Anyway, back to now. When I was working full time, I was Lex or Lexie to everybody, but when I was off work, all the people in my life called me Lucy. I had a work Self, Lex, and a non-work self, Lucy. I stopped working for a year, and I was full-time Lucy. I had to use my legal name on applications for school, but studying self was Lucy, wife self was Lucy, pug mom was Lucy (or pug-mom), gym self was Lucy, friend self was Lucy... you get the point.
And now I am back to being Lex like, half the time.
I think part of the issue is that I haven't been "Lex" as me for a long time. It's always me as somebody else. Lex the Student. Lex the Chemistry Teacher. Lex the Scribe. Lex the MHT. Lex the... you get it. All of those are roles I've had- not wholly me. The whole 'me' is Lucy, but this physical body is "Lex" half the time, so I don't feel like my physical body is me.

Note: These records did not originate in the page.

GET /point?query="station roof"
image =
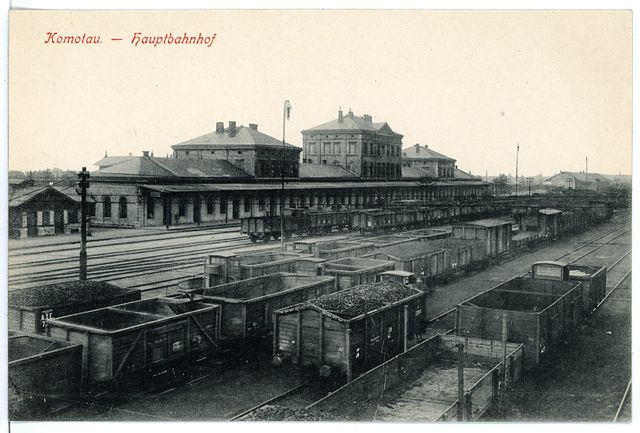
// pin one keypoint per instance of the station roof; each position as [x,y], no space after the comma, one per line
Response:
[491,222]
[423,152]
[351,122]
[243,136]
[323,171]
[550,211]
[168,167]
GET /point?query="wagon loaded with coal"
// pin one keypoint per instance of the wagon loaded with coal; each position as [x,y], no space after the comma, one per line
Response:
[344,334]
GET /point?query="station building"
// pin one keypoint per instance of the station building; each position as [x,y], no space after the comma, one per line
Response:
[43,211]
[208,182]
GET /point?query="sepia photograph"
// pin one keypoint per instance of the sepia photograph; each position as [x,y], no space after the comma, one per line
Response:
[372,215]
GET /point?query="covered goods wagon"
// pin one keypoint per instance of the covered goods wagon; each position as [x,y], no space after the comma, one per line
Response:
[349,332]
[494,233]
[460,254]
[30,308]
[247,306]
[540,313]
[351,271]
[138,336]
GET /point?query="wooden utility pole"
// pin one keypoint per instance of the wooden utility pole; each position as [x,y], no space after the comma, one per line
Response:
[461,398]
[84,184]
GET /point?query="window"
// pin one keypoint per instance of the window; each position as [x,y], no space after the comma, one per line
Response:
[150,207]
[106,207]
[122,207]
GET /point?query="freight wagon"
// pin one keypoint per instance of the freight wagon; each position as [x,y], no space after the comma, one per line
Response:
[224,267]
[247,305]
[593,279]
[352,271]
[539,313]
[460,255]
[138,337]
[344,334]
[30,308]
[421,258]
[333,249]
[495,233]
[44,366]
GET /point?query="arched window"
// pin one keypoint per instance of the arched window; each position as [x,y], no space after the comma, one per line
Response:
[106,207]
[122,207]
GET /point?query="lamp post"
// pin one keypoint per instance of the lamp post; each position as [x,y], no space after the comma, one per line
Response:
[286,114]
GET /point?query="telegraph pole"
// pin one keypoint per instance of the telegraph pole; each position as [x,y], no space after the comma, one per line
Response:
[517,154]
[286,114]
[84,184]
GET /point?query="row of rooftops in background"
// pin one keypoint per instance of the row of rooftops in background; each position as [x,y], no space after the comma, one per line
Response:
[243,153]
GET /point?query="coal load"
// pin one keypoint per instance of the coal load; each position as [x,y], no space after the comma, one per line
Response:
[64,293]
[279,413]
[363,298]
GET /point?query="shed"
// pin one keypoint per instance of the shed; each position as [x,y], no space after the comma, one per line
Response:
[42,211]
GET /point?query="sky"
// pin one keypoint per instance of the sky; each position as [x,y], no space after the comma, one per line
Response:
[469,84]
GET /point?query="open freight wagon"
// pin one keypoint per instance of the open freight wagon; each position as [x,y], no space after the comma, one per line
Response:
[540,314]
[418,257]
[30,308]
[344,334]
[247,306]
[593,279]
[225,267]
[333,249]
[138,336]
[44,366]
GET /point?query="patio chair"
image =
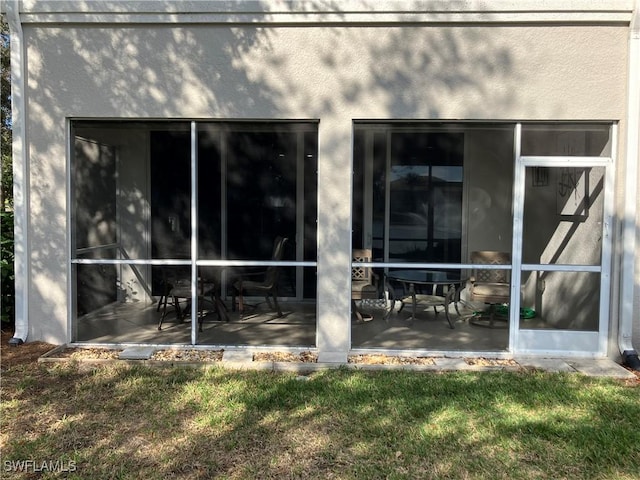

But it goes deeper than that, because for years, only my family called me Lucy. Lucy was "Lucy, the sister" and "Lucy, the daughter." I didn't see it as who I was. Lucy was the second self, the role. Lex was who I was, and at that time, I was thin. I worked out a ton. I put studying on a pedestal. I was, objectively, not mentally healthy, not living according to my own personal values, still figuring myself out.
And when I recovered and grew into "me," I grew into Lucy, not Lex. Lex became the role, the second self. So of course now that I am playing the role of Lex more and more, now that my body is playing Lex despite Lex being left in 2013, my 2023 body is not Lex of 2013 and I don't feel congruent.
I also didn't realize until now how little I cared about my body/appearance as part of "me" until now. As I grew into me, I didn't really think much about my body. My way of dealing with my body's changes? Distancing. Ignoring. Separating. So even though this body is the one I inhabit as Lucy, I still don't feel like the body is me.
(Note... Interestingly: my therapist calls me Lexie, not Lex. It felt very wrong for her to call me Lucy, but Lex felt too... informal, stuffy, closed off.)